Given some of the anti-Semitic outbursts and attacks we have witnessed in Europe in just the last month, President Truman's words resonate with a tragic prescience. In the same week that the world was shocked by the violent assault on the offices of Charlie Hebdo in Paris, there was a subsequent attack carried out by an Islamist militant on a kosher supermarket in the eastern suburbs of that same city. This attack claimed the lives of four Jewish hostages and terrorised another 15 before police ultimately killed the perpetrator. It was a chilling reminder that, for all the lessons the Holocaust has taught us, anti-Semitism has not been defeated.

Anti-Semitic attacks in Europe are being reported with an alarming frequency and the world must remain vigilant—as it must against all forms of discrimination. Yet even in the face of tragedy, humanity's best aspects can shine through.
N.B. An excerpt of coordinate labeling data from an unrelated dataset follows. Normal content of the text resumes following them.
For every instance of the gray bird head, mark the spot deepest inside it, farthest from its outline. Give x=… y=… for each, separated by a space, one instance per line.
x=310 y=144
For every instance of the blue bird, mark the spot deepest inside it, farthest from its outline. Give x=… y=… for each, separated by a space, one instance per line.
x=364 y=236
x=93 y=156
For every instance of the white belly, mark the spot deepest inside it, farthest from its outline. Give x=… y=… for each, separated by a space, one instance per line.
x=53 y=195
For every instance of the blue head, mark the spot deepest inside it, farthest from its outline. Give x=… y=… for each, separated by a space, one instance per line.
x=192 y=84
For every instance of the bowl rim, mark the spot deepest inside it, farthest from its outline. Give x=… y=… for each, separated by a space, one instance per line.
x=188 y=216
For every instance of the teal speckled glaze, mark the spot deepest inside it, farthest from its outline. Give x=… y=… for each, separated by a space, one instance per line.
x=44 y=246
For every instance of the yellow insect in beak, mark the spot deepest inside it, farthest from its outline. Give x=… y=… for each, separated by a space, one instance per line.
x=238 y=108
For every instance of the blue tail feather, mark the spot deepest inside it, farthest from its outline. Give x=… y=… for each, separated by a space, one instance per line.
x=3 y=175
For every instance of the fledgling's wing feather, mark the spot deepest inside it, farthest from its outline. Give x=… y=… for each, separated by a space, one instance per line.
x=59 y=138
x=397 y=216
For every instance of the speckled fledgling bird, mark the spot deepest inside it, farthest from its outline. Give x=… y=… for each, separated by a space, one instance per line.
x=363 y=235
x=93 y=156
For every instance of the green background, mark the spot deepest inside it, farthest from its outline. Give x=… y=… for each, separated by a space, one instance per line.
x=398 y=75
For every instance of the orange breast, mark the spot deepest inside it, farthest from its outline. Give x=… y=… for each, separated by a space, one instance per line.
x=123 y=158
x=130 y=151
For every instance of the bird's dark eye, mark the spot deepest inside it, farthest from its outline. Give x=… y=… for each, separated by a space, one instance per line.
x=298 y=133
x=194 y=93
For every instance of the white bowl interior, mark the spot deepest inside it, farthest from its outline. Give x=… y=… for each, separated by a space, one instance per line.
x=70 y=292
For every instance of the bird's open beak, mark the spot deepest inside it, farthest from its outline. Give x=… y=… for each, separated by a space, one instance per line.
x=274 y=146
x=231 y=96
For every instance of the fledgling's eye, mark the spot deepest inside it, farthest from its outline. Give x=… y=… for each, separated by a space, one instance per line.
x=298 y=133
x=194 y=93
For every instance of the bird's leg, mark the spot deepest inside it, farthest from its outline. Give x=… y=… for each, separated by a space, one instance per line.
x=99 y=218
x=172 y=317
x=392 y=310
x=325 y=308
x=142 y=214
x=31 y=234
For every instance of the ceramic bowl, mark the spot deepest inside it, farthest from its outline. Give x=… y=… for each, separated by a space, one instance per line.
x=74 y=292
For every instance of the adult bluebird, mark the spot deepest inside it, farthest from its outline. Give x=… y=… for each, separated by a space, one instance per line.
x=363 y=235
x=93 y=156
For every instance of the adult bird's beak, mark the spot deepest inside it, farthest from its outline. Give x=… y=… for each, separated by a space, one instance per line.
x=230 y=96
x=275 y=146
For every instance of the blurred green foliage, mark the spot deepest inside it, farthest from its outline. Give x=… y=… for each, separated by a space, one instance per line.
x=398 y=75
The man hailed as the hero of the Paris supermarket attack, 24-year-old Lassana Bathily, is a practising Muslim, whose words and deeds showed that those of different religions are bound by a common concern for humanity. He said:

Yes, I helped Jews get out. We're brothers. It's not that we're Jewish or Christian or Muslims, we're all in the same boat. You help so you can get through this attack.

I think all of us hope for a world in which our instinctive reaction is always to stand up and defend others, to oppose violence based on differences of religious belief, political opinion, sexual preference, race or gender. It is more important to focus on our shared commitment to preserving the freedom and dignity of every individual.

Scratched into the walls of the concentration camp at Auschwitz at the height of the horror were these brief lines, which best embody the hope that beats in every human heart even in our darkest times:

I believe in the sun even when it's not shining.

I believe in love even when I don't feel it.

I believe in God even when He is silent.